Thursday, June 12, 2008

Book Review: What Would Barbra Do? How Musicals Changed My Life

Musicals, for most people, are a polarizing force. They are either something you love or completely despise (perhaps with the exception of shows such as Rent and Spring Awakening). What Would Barbra Do? How Musicals Changed My Life takes a look at both sides of the debate by tackling Emma Brockes's love-hate relationship with musical theatre. Part criticism, part theatre history, and part memoir, Brockes offers a refreshingly tart and (usually) unsentimental look at musicals and her evolving relationship with them. Although Brockes espouses some admittedly controversial views (at least for the average musical theatre lover), such as her dislike of both Rent and Grease, she presents her arguments in such a passionate and well-thought-out manner that it is hard to disagree with her logic even if you disagree with her sentiments.

While Brockes grew up in England (which has a richer theatrical history than the US), her views on musical theatre (a decidedly American art form) are understandable and probably familiar to most people. Brockes's introduction to musicals came from her mother, a person who figures prominently in areas of the book. Despite her initial dislike of musicals, she eventually realizes her affinity for them even as she mocks their inanities. For instance, she does a fabulous job showing just how ridiculous the average musical plot is; in one case, she notes that Seven Brides for Seven Brothers is about how "the women of a nineteenth-century town in Oregon respond to being kidnapped by hillbillies by singing."

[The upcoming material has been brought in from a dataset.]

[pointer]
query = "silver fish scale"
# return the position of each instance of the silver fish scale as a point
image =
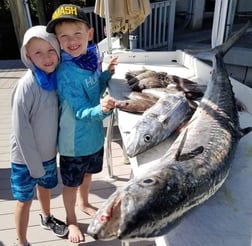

What is particularly compelling about this book is that Brockes is able to simultaneously show the foibles musicals while illustrating how many of these shows are much deeper and less sentimental than many recognize. Her discussion on Mary Poppins is very nuanced and filled with some notable ideas in terms of the movie's adaptation of the P. L. Travers's story. However, Brockes's gift for showing her affection for her subject while pointing out the faults is at its peak when she discusses Barbra Streisand. Despite her admiration for Barbra, Brockes is quick to note some of Streisand's excesses, such as her self-aggrandizing turn in Yentl or the fact that Streisand sometimes sings trios with herself (by bringing in a child to play her younger self and having a playback on a screen) in concert.

What Would Barbra Do? is not perfect; some of the chapters seem repetitive and the organization is often fast and loose (to say the least). However, it is an enjoyable, entertaining, and often thoughtful look into musical theatre. By circumventing the adoring-fan route in favor of a more critical and sometimes satirical tone, Brockes allows readers to gain a greater understanding of musicals while also laughing at her trenchant remarks. I sincerely hope that Brockes writes a follow-up, if only to hear her insight into Legally Blonde the Musical and Spring Awakening.